Comrade Tayo Aboyeji, South West, Public Relations Officer, PTD, has said the only way out of Mile 2 Oshodi Apapa Expressway traffic gridlock is for his group to down tools. A move stakeholders are doing everything possible to avoid.
According to him, last minute plan by PTD to embark on strike last week was prevented following appeals from the presidency and the state government.
Aboyeji, who claimed his members must have lost up to N1.5 billion to despicable traffic situation in the last two weeks said,
“We spent about N2 million to refill some of the bad portions on the road but it won’t help because we still have the problem of parking space within tank farms.
“To worsen the situation, the tank farm owners who were willing to repair the degraded road as palliative measure to the on going reconstruction are afraid of running foul of the law. Because, there is a regulation that states they must obtain permit from the FG before embarking on such venture.” The state government and PTD, had set up a special taskforce to manage traffic at the black spots along the road to allow free flow of traffic. This however is having little effect.
Aboyeji, explained that the union had met with the Governor and Commissioner for Transportation to fashion out better ways of easing the traffic gridlock through special taskforce which had commenced work.
He absolved his members of causing the gridlock on the road, but put the blame on the construction giant, Julius Berger, for slowing down the job which he said had compounded the gridlock.
He also blamed the influx of tankers from across the states to load product at Apapa. “We have over 36 oil depots along that axis and let assume all the depots have products. As am talking to you now all the depots have product to dispense. Ordinarily, the only minimum they’re supposed to bring to the state is hundred trucks per day but because of the current problem we only release 10 to 15 trucks, if we multiply the 15 trucks by 25 depots that will give us about 375 tankers and they are those tankers that line up from Coconut to Mile 2.
“Besides this, there is a problem between Tin Can 1st Gate and Coconut.
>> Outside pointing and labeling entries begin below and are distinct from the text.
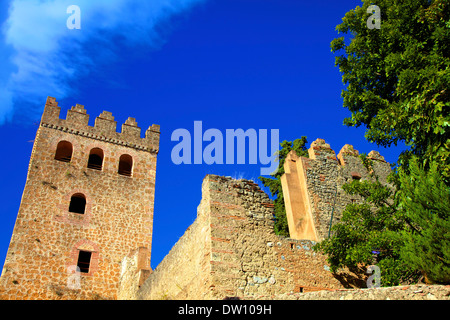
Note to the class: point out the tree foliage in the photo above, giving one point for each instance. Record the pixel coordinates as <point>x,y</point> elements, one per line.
<point>398,77</point>
<point>274,183</point>
<point>425,202</point>
<point>397,86</point>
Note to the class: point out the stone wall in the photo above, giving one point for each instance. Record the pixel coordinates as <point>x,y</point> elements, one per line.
<point>312,187</point>
<point>117,219</point>
<point>407,292</point>
<point>231,250</point>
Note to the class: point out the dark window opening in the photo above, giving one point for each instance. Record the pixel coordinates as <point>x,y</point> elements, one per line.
<point>77,203</point>
<point>125,165</point>
<point>356,176</point>
<point>84,261</point>
<point>96,159</point>
<point>64,151</point>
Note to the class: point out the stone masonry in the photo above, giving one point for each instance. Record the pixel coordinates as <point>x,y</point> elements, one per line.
<point>231,250</point>
<point>80,208</point>
<point>312,187</point>
<point>84,227</point>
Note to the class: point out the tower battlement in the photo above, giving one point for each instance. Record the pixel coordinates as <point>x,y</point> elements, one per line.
<point>312,187</point>
<point>104,129</point>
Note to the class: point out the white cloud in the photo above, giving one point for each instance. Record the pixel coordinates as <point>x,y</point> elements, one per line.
<point>46,57</point>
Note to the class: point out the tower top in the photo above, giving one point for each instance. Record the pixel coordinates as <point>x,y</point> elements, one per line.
<point>104,129</point>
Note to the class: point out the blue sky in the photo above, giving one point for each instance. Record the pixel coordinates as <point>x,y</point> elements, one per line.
<point>228,63</point>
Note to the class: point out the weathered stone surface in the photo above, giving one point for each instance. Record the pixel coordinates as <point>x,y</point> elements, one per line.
<point>312,187</point>
<point>118,215</point>
<point>413,292</point>
<point>231,250</point>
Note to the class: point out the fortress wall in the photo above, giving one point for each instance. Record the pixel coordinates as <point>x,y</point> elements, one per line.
<point>117,216</point>
<point>314,197</point>
<point>231,250</point>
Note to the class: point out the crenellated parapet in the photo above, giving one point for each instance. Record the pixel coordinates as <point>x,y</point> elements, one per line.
<point>312,187</point>
<point>104,129</point>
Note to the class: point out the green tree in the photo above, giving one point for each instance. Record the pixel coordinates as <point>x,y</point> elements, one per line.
<point>274,183</point>
<point>367,230</point>
<point>397,86</point>
<point>398,77</point>
<point>425,202</point>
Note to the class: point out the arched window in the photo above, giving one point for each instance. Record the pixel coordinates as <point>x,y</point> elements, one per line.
<point>77,203</point>
<point>125,165</point>
<point>64,151</point>
<point>96,159</point>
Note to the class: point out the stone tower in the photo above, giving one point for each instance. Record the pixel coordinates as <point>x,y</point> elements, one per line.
<point>87,203</point>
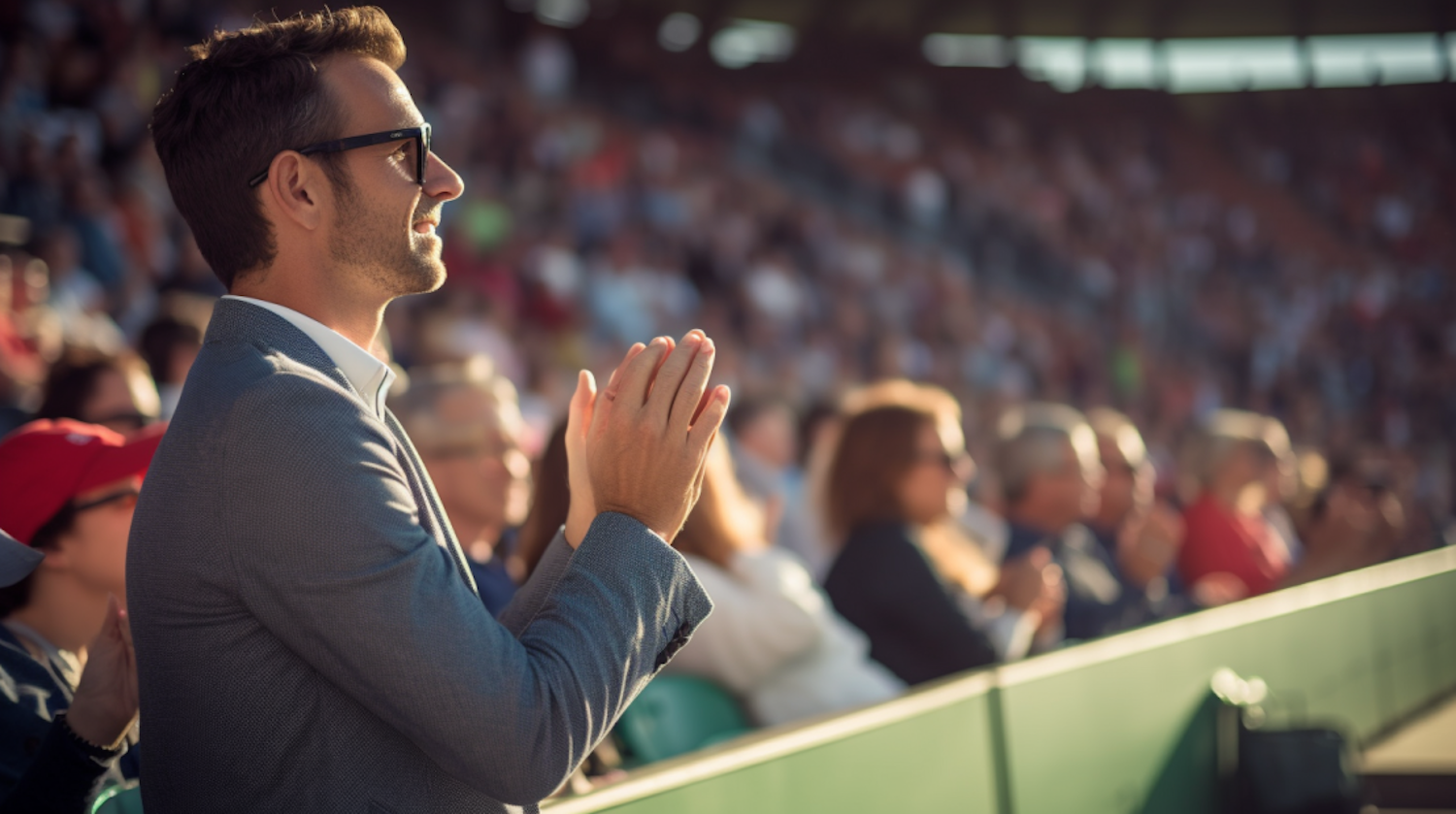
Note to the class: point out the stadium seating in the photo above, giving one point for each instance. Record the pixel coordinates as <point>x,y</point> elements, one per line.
<point>676,715</point>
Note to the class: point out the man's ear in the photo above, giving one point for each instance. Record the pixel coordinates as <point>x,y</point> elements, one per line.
<point>294,189</point>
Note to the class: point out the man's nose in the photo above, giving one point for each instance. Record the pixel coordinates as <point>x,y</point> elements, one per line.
<point>442,182</point>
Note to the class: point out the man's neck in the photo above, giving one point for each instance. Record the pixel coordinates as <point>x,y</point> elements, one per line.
<point>67,615</point>
<point>355,316</point>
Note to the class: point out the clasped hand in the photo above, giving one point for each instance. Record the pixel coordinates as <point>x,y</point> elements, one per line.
<point>638,446</point>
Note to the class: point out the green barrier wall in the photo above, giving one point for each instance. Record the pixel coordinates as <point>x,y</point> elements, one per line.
<point>1117,726</point>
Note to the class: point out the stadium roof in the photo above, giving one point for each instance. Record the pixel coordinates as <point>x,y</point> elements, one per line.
<point>1082,17</point>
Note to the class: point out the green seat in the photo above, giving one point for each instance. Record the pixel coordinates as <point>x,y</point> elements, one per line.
<point>676,715</point>
<point>118,799</point>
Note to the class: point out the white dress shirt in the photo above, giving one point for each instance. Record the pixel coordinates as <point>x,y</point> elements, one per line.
<point>369,375</point>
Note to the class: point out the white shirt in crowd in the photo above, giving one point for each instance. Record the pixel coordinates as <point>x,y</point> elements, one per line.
<point>775,641</point>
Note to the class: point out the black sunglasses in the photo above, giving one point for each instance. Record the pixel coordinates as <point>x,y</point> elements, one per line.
<point>419,134</point>
<point>101,502</point>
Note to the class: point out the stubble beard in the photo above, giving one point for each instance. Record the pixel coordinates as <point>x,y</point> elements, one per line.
<point>369,241</point>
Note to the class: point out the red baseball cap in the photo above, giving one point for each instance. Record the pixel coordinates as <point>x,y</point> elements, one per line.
<point>46,464</point>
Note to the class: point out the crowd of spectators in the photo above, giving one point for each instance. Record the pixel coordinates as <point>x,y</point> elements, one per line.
<point>913,297</point>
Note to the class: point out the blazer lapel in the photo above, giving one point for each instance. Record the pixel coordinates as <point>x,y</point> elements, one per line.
<point>235,320</point>
<point>428,500</point>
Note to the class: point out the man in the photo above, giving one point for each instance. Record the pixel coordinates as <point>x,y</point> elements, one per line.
<point>308,631</point>
<point>1048,468</point>
<point>67,670</point>
<point>466,424</point>
<point>1142,534</point>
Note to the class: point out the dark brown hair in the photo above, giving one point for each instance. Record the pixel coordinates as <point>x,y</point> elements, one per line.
<point>877,447</point>
<point>245,96</point>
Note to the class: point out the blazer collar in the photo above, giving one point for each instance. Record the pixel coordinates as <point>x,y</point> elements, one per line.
<point>239,322</point>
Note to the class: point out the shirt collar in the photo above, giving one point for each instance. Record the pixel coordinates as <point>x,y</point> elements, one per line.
<point>369,375</point>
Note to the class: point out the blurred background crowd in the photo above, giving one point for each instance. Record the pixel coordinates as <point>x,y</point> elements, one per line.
<point>1010,367</point>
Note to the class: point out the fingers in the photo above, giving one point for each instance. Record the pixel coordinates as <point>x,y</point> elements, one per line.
<point>637,374</point>
<point>707,426</point>
<point>582,404</point>
<point>670,380</point>
<point>687,402</point>
<point>616,374</point>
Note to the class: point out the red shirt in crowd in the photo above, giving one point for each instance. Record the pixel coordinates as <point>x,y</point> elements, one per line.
<point>1223,540</point>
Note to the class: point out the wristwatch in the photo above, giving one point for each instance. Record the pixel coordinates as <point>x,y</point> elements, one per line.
<point>98,753</point>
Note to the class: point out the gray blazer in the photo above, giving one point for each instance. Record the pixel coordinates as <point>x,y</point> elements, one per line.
<point>308,631</point>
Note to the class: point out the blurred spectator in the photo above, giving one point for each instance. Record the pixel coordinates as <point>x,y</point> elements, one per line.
<point>466,424</point>
<point>550,500</point>
<point>1228,534</point>
<point>1051,478</point>
<point>1141,532</point>
<point>169,345</point>
<point>110,389</point>
<point>774,638</point>
<point>900,574</point>
<point>66,657</point>
<point>1232,551</point>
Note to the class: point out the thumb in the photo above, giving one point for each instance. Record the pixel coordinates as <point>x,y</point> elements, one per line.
<point>582,405</point>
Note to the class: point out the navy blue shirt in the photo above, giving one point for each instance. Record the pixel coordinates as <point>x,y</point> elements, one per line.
<point>43,769</point>
<point>491,578</point>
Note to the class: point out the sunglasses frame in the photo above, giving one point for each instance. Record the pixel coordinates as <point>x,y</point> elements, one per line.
<point>104,500</point>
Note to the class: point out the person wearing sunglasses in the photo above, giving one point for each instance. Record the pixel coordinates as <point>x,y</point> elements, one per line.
<point>67,494</point>
<point>116,390</point>
<point>302,604</point>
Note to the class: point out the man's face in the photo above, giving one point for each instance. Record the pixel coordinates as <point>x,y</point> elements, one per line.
<point>1072,491</point>
<point>383,220</point>
<point>1120,482</point>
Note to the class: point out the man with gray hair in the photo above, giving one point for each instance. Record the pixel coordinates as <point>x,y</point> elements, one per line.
<point>1232,551</point>
<point>1050,472</point>
<point>466,424</point>
<point>1141,532</point>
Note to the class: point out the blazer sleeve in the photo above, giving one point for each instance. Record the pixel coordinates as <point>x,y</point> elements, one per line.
<point>325,543</point>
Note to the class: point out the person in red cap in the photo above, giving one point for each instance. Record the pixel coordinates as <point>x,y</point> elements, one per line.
<point>67,491</point>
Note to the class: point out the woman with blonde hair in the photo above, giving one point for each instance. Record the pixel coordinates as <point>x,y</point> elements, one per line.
<point>905,574</point>
<point>774,639</point>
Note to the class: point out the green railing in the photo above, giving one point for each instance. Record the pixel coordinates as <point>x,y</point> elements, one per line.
<point>1123,726</point>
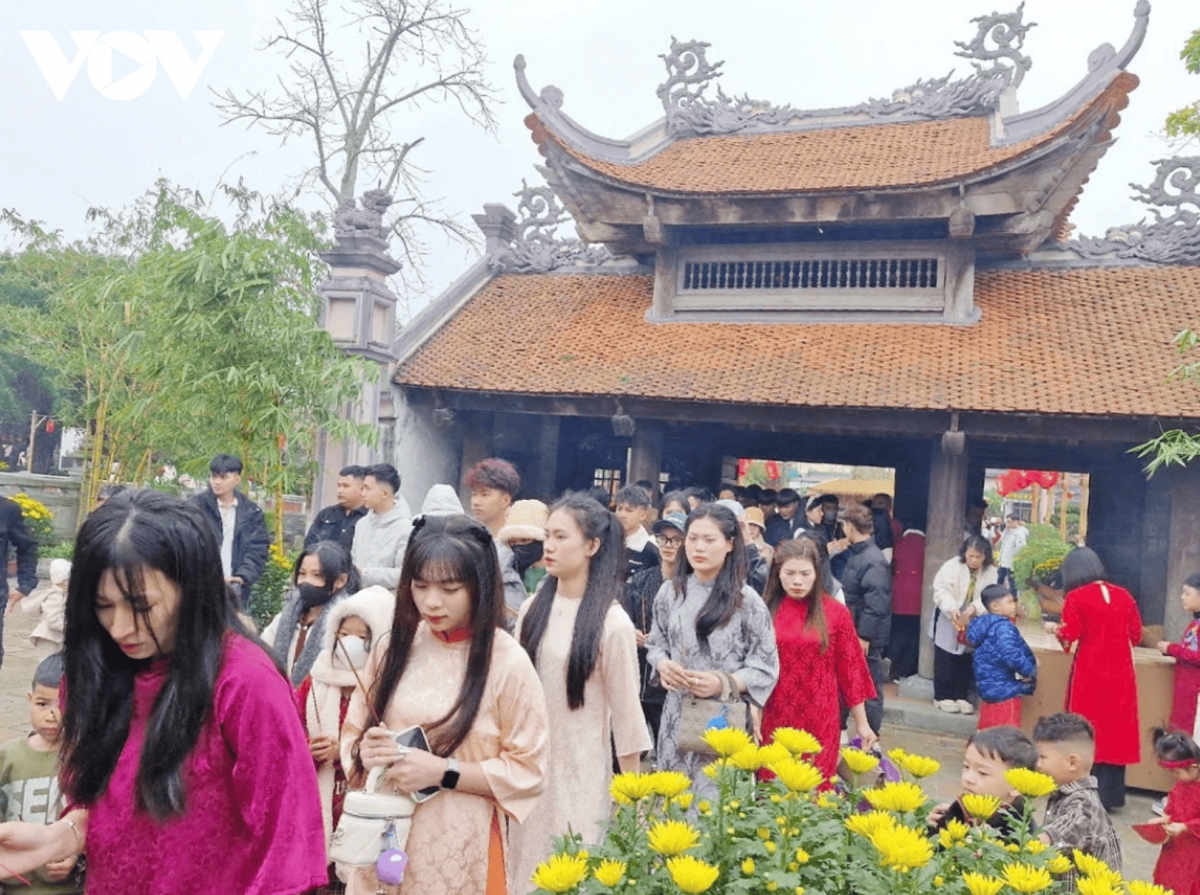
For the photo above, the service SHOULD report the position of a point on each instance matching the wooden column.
(1183, 544)
(477, 445)
(545, 473)
(943, 530)
(647, 457)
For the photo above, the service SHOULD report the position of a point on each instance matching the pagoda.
(893, 283)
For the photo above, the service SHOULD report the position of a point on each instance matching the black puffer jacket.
(867, 583)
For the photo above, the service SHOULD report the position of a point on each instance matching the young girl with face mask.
(352, 629)
(322, 575)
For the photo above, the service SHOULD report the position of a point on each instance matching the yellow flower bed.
(798, 834)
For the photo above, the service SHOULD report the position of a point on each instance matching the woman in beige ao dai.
(449, 667)
(577, 616)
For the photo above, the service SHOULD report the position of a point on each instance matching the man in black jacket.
(15, 534)
(867, 583)
(336, 522)
(238, 524)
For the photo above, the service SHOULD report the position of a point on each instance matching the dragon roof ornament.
(1168, 239)
(995, 53)
(535, 246)
(689, 112)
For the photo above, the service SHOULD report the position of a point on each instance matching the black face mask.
(527, 554)
(313, 595)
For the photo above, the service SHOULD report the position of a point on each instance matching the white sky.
(59, 157)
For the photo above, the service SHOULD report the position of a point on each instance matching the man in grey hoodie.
(382, 535)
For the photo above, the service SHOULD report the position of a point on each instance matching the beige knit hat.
(526, 518)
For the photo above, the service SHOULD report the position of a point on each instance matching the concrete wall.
(426, 454)
(59, 493)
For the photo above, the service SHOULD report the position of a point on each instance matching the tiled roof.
(857, 157)
(1079, 341)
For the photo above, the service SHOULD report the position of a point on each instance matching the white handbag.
(369, 822)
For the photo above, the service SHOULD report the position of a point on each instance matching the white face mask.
(353, 647)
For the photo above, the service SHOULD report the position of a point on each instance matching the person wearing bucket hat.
(523, 533)
(639, 602)
(755, 529)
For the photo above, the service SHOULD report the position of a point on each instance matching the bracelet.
(75, 828)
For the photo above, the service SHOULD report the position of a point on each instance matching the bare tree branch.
(352, 88)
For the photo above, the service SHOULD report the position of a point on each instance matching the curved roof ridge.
(959, 100)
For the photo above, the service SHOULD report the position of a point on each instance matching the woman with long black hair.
(708, 620)
(449, 667)
(184, 761)
(585, 648)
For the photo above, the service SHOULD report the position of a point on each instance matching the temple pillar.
(477, 445)
(943, 529)
(647, 456)
(1183, 544)
(541, 485)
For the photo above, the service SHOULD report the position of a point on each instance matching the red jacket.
(909, 572)
(1104, 619)
(1187, 679)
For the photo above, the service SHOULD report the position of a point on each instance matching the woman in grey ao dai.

Where you see container lining up to get to the ports, claiming they don’t have access to the ports, where they were supposed to park .
“We are also worried that both vehicular and human movements have been greatly affected by the high presence of tankers as well as other articulated vehicles, but we are doing our possible best to solve the problem.
“On the special taskforce set up to manage traffic situation, the spokesman, explained that the men are doing two shifts, early in the morning, 5 am to 11 am, and evening shift, 5pm to 8 pm, considered to be peak periods.
“We have met with Julius Berger to fast track the construction of that road and they promised to do so but they said they have their own challenges. We just want to appeal to the Julius Berger to fast track construction and open up the express. We have been using service lane for the past one year without any problem. They said they can only finish the work by October this year. We appeal to government to do the right thing.
“We also appeal to motorists and other road users to bear with us, as we promise to reduce congestion as soon as possible in Lagos. We are still strategizing on how to further cushion the influx of tankers with the attendant gridlock. We assure that we will continue to impress discipline on our members.”